10 mai 1981. François Mitterrand remporte l’élection présidentielle. Moment de liesse dans les familles progressistes. Nous qui étions nés dans la décennie 1970, nous avions à peine dix ans. Nos années de formation, de maturation se dérouleraient ainsi sous le signe de la mitterrandie. Avec la figure centrale, éminemment charismatique, de son ministre de la Culture, Jack Lang.
Il ne suffisait pas que l’on renonçât à nous transmettre l’héritage civilisationnel, que l’on nous déshérite, il fallait qu’on nous encapsule dans notre prétendue culture. Jack Lang se fait en effet le promoteur de toutes les pratiques de la jeunesse et les estampille culturelles. Avec une prime à la jeunesse des banlieues. Graffitis, rap, bandes dessinées se voient élevés au rang d’œuvres d’art.
Il appartiendra à François Mitterrand lui-même de résumer l’esprit du "jacklanguisme" : le relativisme culturel. Il faut relire la Lettre à tous les Français que le candidat à sa propre succession rédigea en avril 1988 dans le cadre de la campagne présidentielle. Il y fait le bilan des réalisations qu’il a accomplies dans le domaine de la culture au cours de son septennat écoulé, et François Mitterrand de conclure : "Tout est culture en fin de compte, Jack Lang avait raison.".

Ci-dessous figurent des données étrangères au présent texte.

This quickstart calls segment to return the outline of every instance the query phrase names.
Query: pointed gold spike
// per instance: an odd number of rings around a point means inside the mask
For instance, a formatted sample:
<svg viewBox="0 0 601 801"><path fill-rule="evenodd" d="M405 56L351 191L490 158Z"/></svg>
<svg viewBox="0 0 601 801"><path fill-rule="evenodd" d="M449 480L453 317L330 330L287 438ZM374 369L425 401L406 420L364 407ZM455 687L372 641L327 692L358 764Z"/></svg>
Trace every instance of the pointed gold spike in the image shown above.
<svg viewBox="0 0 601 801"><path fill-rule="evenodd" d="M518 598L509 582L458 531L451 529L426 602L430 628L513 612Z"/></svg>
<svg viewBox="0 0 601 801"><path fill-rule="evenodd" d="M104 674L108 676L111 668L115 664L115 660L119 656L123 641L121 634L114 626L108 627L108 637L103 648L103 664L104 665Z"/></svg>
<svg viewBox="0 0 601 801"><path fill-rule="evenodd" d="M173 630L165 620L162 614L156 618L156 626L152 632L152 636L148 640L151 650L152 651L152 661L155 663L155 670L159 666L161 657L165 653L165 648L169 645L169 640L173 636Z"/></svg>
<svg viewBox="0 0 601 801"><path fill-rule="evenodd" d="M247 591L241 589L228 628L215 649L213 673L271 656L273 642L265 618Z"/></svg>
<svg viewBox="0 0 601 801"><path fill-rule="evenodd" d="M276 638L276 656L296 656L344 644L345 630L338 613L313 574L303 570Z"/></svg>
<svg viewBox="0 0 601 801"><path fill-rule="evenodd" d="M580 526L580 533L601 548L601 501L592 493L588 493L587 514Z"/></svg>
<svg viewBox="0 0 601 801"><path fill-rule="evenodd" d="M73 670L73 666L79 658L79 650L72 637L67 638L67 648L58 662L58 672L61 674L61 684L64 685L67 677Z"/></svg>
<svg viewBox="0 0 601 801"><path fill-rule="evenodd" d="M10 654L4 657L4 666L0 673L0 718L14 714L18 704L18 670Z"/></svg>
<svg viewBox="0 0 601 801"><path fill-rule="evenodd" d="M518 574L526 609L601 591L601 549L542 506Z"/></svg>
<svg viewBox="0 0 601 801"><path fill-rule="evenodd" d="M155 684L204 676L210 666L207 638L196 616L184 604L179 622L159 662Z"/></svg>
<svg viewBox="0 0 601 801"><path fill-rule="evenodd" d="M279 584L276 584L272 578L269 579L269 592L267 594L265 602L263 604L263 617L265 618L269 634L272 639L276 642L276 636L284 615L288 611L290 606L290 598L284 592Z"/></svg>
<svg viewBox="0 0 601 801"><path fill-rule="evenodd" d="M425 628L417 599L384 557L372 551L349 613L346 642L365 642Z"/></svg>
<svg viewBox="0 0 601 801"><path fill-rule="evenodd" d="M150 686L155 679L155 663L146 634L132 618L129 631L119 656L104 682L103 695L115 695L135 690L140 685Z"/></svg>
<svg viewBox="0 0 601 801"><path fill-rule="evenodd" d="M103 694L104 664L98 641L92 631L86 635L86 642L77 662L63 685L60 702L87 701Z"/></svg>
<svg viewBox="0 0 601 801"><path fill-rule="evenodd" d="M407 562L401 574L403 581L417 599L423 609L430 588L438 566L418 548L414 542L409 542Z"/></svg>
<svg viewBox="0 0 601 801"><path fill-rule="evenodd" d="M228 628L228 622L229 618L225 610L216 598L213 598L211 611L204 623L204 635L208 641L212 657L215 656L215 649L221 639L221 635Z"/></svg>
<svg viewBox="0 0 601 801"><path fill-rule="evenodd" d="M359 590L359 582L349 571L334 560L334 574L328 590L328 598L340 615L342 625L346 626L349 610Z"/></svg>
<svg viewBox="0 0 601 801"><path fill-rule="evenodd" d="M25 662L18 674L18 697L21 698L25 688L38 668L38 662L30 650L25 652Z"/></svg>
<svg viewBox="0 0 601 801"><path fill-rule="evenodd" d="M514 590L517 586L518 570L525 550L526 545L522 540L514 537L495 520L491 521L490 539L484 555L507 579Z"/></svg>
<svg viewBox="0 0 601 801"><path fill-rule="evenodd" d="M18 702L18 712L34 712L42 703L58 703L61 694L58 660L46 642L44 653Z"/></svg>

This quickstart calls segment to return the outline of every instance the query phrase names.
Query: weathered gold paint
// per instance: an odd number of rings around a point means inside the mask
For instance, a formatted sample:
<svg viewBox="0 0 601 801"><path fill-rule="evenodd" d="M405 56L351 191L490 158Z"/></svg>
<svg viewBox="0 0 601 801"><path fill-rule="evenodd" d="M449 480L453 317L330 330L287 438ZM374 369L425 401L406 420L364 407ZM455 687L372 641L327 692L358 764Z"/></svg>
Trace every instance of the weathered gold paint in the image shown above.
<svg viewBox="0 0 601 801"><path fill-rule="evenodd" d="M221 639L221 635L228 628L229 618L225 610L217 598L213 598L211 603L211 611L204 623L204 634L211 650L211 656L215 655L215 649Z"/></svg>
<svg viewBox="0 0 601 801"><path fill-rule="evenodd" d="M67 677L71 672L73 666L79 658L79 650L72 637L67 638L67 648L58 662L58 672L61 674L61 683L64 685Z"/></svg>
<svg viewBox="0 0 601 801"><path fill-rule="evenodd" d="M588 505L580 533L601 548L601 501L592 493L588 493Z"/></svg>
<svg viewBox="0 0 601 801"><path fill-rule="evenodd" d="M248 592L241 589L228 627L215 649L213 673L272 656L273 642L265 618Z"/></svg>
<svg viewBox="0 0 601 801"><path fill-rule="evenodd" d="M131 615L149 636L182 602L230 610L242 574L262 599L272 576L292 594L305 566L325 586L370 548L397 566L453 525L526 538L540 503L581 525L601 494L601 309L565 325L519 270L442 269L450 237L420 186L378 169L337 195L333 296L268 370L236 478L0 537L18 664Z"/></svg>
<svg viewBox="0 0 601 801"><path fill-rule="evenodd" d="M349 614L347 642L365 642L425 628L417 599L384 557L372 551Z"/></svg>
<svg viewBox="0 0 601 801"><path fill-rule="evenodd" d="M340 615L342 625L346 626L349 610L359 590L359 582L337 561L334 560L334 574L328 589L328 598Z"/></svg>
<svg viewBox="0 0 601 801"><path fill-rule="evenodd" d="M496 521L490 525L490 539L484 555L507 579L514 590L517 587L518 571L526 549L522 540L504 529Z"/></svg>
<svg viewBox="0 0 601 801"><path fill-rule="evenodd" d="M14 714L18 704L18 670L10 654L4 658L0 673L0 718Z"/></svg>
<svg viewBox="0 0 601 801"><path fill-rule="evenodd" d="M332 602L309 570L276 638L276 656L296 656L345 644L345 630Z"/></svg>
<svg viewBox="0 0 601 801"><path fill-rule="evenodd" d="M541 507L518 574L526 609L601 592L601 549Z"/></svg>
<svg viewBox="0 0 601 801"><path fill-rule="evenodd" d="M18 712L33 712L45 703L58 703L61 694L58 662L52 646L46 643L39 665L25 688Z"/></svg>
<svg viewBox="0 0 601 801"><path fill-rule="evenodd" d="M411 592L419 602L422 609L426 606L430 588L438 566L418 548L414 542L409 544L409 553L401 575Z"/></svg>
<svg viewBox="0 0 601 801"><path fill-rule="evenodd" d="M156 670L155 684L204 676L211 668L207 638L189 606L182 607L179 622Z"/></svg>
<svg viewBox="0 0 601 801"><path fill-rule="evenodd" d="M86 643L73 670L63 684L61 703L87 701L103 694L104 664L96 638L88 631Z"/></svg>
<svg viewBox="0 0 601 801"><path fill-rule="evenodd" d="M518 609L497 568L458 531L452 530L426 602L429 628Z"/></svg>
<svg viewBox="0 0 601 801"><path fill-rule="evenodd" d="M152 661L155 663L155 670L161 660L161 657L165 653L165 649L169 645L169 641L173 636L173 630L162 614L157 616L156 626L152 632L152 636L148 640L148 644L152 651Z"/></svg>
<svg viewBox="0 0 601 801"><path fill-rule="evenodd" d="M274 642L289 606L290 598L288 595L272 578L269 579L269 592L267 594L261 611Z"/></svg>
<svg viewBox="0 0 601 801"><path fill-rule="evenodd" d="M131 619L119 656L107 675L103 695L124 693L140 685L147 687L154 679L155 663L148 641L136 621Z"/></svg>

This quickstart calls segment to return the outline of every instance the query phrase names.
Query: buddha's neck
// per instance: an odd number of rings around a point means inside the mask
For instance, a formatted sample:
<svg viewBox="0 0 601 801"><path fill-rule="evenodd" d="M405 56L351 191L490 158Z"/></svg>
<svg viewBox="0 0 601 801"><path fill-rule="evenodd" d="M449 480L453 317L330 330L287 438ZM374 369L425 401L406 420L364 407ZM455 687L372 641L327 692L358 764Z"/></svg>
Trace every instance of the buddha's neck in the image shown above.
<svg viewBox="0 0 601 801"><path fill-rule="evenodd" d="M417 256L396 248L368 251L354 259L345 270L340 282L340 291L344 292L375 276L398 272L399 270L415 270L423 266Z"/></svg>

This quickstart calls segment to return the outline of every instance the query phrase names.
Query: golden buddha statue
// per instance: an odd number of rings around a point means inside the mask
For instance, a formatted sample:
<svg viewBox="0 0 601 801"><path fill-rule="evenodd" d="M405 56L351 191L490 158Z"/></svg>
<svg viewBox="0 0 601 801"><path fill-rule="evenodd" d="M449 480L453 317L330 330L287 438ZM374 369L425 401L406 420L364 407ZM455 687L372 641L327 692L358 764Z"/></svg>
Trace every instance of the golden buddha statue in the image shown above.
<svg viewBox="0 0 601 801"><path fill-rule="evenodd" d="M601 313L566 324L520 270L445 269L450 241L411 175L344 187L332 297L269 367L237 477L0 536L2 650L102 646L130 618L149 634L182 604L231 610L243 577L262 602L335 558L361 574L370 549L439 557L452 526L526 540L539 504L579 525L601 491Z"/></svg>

Non, Jack Lang n’avait pas raison. Tout n’est pas culture, parce que les mots ont un sens, et que celui-ci parle la langue de Cicéron. Tout ne participe pas à la cultura animi, tout ne travaille pas à la formation de l’esprit, à l’élargissement de la pensée et n’étaye pas le vocabulaire de l’intelligence et de la sensibilité.
Au motif que François Mitterrand était un homme cultivé, ce qu’il était assurément, on tend à l’exonérer de ses responsabilités dans le naufrage culturel de la France. Mais n’en est-il pas au contraire plus coupable encore ? Sa connaissance intime de la littérature française notamment ne l’a en rien retenu de se faire le fossoyeur de la culture. Lorsque, en 1982, le président de la République qu’il est déclare : "Un peuple qui n’enseigne pas son histoire est un peuple qui perd son identité", on est heureux de se l’entendre dire, mais qu’a-t-il fait pour que cette histoire soit enseignée, pour que l’école demeure une institution de transmission du récit national ?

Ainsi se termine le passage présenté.